The quality control manager at a light bulb factory needs to estimate the mean life of a large shipment of light bulbs. The manufacturer's specifications are that the standard deviations is 100 hours. A random sample of 64 light bulbs indicated a sample mean life of 350 hours.

With you limited data, the best estimate is 350 hours.

If you want a probability statement,

P = mean ± Z (SEm)

SEm = SD/√n

Find table in the back of your statistics text labeled something like "areas under normal distribution" to find the proportion/probability
(P) and its Z score.

To estimate the mean life of the entire shipment of light bulbs, the quality control manager can use the sample mean as an estimate of the population mean. This estimate is considered a point estimate.

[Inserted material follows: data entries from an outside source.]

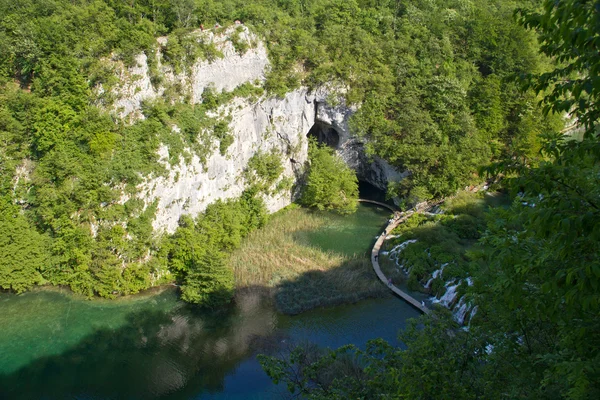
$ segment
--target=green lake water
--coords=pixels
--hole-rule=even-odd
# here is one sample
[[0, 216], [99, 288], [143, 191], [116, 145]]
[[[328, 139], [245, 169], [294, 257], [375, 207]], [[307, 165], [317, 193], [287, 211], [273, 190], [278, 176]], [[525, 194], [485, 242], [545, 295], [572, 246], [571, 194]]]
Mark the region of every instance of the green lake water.
[[370, 252], [391, 215], [387, 209], [368, 204], [360, 204], [350, 215], [324, 214], [328, 216], [327, 225], [318, 231], [301, 232], [300, 239], [305, 238], [323, 250], [349, 256]]
[[[388, 215], [361, 206], [302, 235], [326, 250], [363, 253]], [[305, 341], [396, 343], [416, 316], [391, 296], [289, 317], [257, 294], [218, 313], [181, 303], [174, 289], [117, 301], [66, 291], [3, 294], [0, 399], [279, 398], [285, 388], [271, 383], [257, 354]]]

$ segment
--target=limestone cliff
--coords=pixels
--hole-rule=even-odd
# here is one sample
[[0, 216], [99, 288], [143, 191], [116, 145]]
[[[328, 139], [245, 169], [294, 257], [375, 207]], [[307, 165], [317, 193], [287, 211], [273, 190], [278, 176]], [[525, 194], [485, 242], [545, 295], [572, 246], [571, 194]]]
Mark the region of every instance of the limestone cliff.
[[[243, 54], [236, 51], [230, 40], [233, 34], [248, 45]], [[181, 88], [180, 98], [174, 101], [187, 98], [187, 101], [199, 103], [208, 87], [220, 92], [232, 91], [246, 82], [264, 83], [269, 69], [267, 51], [246, 27], [234, 26], [221, 32], [197, 31], [192, 35], [199, 43], [214, 46], [222, 57], [212, 61], [197, 60], [176, 74], [171, 66], [162, 62], [160, 47], [154, 55], [156, 60], [148, 60], [143, 54], [138, 56], [136, 66], [117, 68], [122, 84], [111, 89], [116, 97], [113, 103], [116, 115], [130, 123], [144, 118], [142, 102], [164, 96], [167, 88], [174, 84]], [[158, 40], [162, 46], [168, 44], [166, 38]], [[160, 85], [152, 83], [149, 61], [158, 65], [162, 75]], [[283, 166], [280, 182], [296, 183], [307, 161], [307, 135], [319, 129], [321, 139], [327, 141], [328, 135], [332, 136], [329, 144], [357, 171], [359, 179], [382, 189], [389, 181], [401, 179], [402, 176], [383, 160], [367, 159], [361, 140], [354, 137], [348, 127], [355, 109], [346, 107], [343, 102], [329, 105], [329, 94], [327, 89], [311, 92], [299, 88], [284, 98], [234, 98], [215, 113], [228, 121], [233, 143], [223, 154], [215, 147], [205, 160], [193, 155], [191, 161], [182, 159], [172, 166], [167, 162], [168, 148], [161, 146], [159, 155], [161, 162], [168, 166], [168, 174], [146, 179], [138, 192], [146, 204], [158, 202], [154, 228], [173, 232], [181, 215], [196, 215], [218, 199], [239, 197], [246, 187], [244, 170], [257, 152], [276, 152]], [[178, 128], [174, 126], [173, 129]], [[336, 135], [337, 138], [333, 137]], [[265, 202], [269, 211], [274, 212], [290, 204], [294, 196], [289, 188], [273, 190], [265, 195]]]

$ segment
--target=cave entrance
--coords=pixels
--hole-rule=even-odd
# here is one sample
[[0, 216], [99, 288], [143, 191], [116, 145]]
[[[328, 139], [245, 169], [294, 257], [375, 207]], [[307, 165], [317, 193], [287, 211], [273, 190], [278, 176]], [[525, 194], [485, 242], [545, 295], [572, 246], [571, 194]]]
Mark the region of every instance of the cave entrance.
[[385, 190], [381, 190], [363, 180], [358, 181], [358, 197], [365, 200], [374, 200], [380, 203], [389, 204], [392, 207], [396, 206], [392, 200], [386, 200]]
[[334, 149], [340, 144], [340, 134], [333, 126], [324, 122], [315, 122], [306, 136], [316, 139], [319, 144], [325, 144]]

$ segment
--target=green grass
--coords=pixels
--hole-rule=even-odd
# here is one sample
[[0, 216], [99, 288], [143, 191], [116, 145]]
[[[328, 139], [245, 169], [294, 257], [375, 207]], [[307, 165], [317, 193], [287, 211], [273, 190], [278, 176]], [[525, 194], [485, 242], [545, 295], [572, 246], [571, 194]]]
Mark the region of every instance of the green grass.
[[382, 296], [387, 289], [366, 251], [386, 216], [365, 206], [348, 217], [298, 207], [277, 213], [232, 254], [236, 286], [267, 288], [286, 314]]

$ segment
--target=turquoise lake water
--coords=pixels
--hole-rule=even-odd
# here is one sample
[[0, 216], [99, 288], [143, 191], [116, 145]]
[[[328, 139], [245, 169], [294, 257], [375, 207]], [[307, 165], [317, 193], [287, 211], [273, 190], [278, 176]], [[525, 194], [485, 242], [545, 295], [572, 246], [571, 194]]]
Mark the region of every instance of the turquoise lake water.
[[[303, 235], [327, 250], [360, 253], [387, 216], [361, 206]], [[397, 343], [397, 332], [417, 316], [391, 296], [290, 317], [258, 294], [220, 312], [187, 306], [174, 289], [116, 301], [66, 291], [2, 294], [0, 399], [280, 398], [285, 388], [271, 383], [257, 354], [306, 341]]]

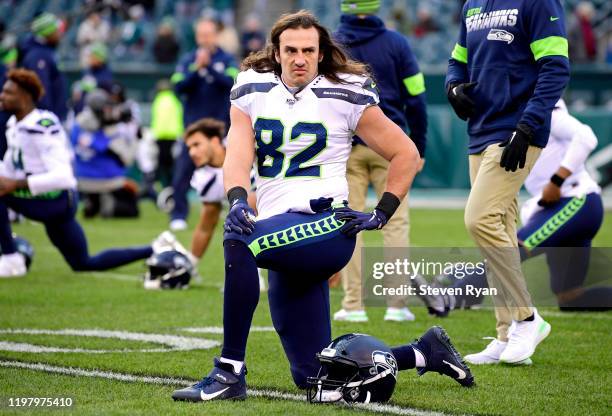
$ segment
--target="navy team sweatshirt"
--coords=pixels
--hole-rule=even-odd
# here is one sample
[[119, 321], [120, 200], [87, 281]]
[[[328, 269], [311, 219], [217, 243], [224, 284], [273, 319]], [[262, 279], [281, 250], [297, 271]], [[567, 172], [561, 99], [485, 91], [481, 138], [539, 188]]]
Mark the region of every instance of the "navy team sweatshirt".
[[[380, 95], [380, 108], [402, 130], [410, 128], [421, 157], [425, 157], [427, 112], [425, 82], [408, 41], [385, 28], [376, 16], [345, 14], [334, 34], [351, 57], [372, 69]], [[363, 143], [356, 138], [357, 143]]]
[[467, 0], [446, 86], [477, 82], [469, 93], [469, 152], [482, 152], [524, 123], [533, 145], [546, 146], [550, 117], [569, 81], [563, 7], [559, 0]]
[[186, 54], [172, 75], [174, 91], [183, 102], [185, 127], [203, 117], [221, 120], [229, 128], [229, 95], [238, 68], [234, 57], [221, 48], [210, 56], [210, 64], [194, 68], [196, 51]]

In this case, the sample mean life of the 64 light bulbs is 350 hours. However, to determine the precision of this estimate, we can calculate the margin of error, which helps determine the range within which the true population mean is likely to fall.

To calculate the margin of error, we need to use the formula:

Margin of Error = Critical Value * Standard Error

In this case, the critical value is based on the desired confidence level. Let's assume a 95% confidence level, which is a commonly used confidence level in statistics. To find the critical value, we can use a standard normal distribution table, or use a calculator or software.

The standard error represents the standard deviation of the sample mean and can be calculated using the formula:

Standard Error = Standard Deviation / sqrt(sample size)

In this case, the standard deviation is 100 hours, and the sample size is 64.

Let's calculate the margin of error:

Standard Error = 100 / sqrt(64) = 100 / 8 = 12.5

To find the critical value for a 95% confidence level, we consult a standard normal distribution table or use a calculator, which gives us a value of approximately 1.96.

Margin of Error = 1.96 * 12.5 = 24.5

So, the margin of error is 24.5 hours. This means that we can be 95% confident that the true population mean of the light bulb life falls within a range of 350 ± 24.5 hours, or between 325.5 and 374.5 hours.

Therefore, the quality control manager can estimate that the mean life of the entire shipment of light bulbs is likely to be within this range based on the information from the sample.